Freitag, 19. Oktober 2012
Pussy Riot

Die russische Punk-Band "Pussy Riot" tritt meist mit verhüllten Gesichtern auf | Foto: wikimedia commons

Bei einem Treffen zwischen Papst Benedikt XVI. und dem außenpolitischen Vertreter der russisch-orthodoxen Kirche im Vatikan, Hilarion Alfeyev, soll das Oberhaupt der katholischen Kirche seine Solidarität mit der russisch-orthodoxen Kirche und sein Erstaunen über das Urteil kritisierenden Presseberichte ausgedrückt haben. Eine entsprechende Pressemeldung ist auf der Seite des Patriarchats der russisch-orthodoxen Kirche veröffentlicht worden, berichtete gestern die britische Zeitung The Indipendent. Die Meldung steht inzwischen auch in englishcer Sprache zur Verfügung und kann hier eingesehen werden. Am 10. Oktober hatte das Moskauer Stadtgericht in einem berufungsverfahren die beiden Bandmitglieder Marija Aljochina und Nadeschda Andrejewna Tolokonnikowa, die eine vierjährige Tochter hat, zu zwei Jahren Straflager verurteilt. Das dritte zuvor verurteilte Bandmitglied Jekaterina Samuzewitsch wurde freigesprochen.
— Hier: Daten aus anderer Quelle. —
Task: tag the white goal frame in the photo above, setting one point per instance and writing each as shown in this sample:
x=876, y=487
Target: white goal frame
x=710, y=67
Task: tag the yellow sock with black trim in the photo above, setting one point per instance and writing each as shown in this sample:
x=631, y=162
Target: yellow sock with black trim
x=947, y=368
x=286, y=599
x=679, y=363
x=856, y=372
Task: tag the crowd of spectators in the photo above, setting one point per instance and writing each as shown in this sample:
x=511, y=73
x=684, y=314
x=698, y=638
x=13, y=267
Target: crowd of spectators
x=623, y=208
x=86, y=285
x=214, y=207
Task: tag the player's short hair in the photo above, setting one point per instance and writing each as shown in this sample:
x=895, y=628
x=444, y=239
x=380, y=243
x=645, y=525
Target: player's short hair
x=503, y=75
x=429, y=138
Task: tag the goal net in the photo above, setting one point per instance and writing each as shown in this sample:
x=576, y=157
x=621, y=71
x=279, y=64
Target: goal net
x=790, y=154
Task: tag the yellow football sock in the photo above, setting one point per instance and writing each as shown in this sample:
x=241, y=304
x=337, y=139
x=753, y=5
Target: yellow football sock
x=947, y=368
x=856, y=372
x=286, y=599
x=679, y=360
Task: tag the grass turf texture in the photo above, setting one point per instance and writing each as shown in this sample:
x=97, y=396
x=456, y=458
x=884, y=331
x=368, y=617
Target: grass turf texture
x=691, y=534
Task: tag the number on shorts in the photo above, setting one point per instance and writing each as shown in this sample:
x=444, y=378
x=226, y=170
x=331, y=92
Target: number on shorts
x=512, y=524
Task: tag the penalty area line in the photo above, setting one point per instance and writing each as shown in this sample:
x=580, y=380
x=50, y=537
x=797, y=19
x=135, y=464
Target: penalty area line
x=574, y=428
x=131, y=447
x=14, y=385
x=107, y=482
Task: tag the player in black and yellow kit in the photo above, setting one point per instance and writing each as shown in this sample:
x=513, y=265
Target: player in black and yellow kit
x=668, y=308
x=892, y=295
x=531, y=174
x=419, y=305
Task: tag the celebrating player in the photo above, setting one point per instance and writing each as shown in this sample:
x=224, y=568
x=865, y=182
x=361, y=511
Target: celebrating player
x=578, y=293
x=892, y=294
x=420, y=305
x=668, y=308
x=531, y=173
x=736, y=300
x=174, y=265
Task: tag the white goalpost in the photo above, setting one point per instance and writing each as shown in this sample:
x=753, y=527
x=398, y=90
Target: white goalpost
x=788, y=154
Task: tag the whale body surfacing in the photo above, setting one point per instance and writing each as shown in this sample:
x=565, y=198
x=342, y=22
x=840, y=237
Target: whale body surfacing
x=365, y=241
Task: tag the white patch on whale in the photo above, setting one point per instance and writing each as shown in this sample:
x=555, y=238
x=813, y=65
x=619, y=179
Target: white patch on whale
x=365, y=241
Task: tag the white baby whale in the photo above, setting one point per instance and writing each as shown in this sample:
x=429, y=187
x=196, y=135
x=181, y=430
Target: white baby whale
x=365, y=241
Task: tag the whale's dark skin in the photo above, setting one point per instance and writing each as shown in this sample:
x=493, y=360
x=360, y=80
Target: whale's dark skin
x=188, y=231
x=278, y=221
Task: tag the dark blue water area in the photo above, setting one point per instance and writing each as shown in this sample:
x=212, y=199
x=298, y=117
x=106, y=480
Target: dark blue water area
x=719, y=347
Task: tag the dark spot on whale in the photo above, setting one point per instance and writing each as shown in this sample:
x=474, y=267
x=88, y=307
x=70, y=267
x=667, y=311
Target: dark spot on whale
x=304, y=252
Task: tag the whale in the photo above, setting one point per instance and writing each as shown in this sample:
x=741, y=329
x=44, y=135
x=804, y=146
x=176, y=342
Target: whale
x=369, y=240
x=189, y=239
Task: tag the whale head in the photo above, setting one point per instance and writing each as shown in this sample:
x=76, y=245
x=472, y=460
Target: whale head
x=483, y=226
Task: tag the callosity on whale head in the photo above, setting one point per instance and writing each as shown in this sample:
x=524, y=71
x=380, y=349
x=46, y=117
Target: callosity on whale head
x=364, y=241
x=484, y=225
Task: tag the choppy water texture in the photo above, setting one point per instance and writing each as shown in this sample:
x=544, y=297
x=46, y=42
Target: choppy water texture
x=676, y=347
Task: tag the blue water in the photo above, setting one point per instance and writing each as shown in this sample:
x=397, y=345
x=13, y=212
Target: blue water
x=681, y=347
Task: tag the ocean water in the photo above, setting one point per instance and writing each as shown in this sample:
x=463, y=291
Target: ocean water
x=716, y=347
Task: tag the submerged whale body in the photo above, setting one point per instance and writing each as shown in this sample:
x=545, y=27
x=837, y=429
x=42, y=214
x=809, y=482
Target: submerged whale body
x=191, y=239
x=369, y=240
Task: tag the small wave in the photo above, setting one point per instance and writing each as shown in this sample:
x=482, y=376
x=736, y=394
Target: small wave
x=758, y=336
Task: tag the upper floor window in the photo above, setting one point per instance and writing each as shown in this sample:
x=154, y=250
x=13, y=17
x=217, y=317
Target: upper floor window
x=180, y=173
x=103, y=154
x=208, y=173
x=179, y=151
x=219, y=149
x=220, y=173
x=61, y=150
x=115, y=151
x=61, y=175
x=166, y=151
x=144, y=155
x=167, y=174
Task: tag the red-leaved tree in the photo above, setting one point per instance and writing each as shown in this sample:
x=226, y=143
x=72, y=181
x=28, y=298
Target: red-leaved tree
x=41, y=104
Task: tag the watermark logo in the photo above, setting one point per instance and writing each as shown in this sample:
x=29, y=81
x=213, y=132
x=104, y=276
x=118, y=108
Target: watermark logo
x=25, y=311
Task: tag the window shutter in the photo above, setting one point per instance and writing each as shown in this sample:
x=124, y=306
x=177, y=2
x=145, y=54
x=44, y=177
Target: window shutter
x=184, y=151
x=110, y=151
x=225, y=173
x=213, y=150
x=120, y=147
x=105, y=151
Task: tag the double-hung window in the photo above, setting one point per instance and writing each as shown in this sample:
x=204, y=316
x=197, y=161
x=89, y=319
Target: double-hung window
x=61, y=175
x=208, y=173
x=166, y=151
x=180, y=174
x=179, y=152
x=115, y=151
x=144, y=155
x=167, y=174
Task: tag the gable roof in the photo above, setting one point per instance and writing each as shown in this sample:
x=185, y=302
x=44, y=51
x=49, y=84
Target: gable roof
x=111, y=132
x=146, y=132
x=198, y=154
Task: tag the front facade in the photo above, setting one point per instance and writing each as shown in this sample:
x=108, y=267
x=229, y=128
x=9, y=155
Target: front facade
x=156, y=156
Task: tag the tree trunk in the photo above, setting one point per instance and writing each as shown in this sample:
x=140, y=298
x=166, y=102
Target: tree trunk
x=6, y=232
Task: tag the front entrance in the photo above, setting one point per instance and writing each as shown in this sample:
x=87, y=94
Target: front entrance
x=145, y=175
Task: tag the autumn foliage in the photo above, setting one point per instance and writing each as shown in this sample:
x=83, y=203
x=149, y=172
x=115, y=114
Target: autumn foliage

Die drei Frauen waren im März 2012 inhaftiert worden, nachdem sie in der Moskauer Christ-Erlöser-Kathedrale ein Punk-Gebet abhielten, in der sie die „heilige Mutter Gottes" baten, sie von Wladimir Putin zu befreien. Die Inhaftierung wurde von Menschenrechtsorganisationen und –aktivisten sowie Künstlern und Politikern weltweit kritisiert und als weiterer Beleg der engen Verbindung der autoritären russischen Regierung unter Wladimir Putin mit der orthodoxen Kirche bewertet. Der russische Patriarch Kirill, der für seine frauenfeindlichen Positionen bekannt ist (u.a. die Feministinnen der ukrainischen Gruppe Femen veranstalten immer wieder Proteste, die sich gegen Kirill und dessen Politik richten), hatte Pussy Riot der Blasphemie beschuldigt und eine harte Strafe gefordert. Entsprechend wurden die Frauen wegen „Rowdytum" und „religiösem Hass" inhaftiert. Dass Papst Benedikt XVI. nun seine Solidarität mit der russisch-orthodoxen Kirche zum Ausdruck bringt, jedoch nicht mit den Frauen, die nach dem international als völlig überzogen bewerteten Urteil zwei Jahre die unmenschlichen Haftbedingungen des russischen Strafvollzugs am eigenen Leib erleben werden, weil sie von ihrem Recht auf Meinungsfreiheit Gebrauch gemacht haben, zeigt die verheerende Dialektik der vatikanischen Moral.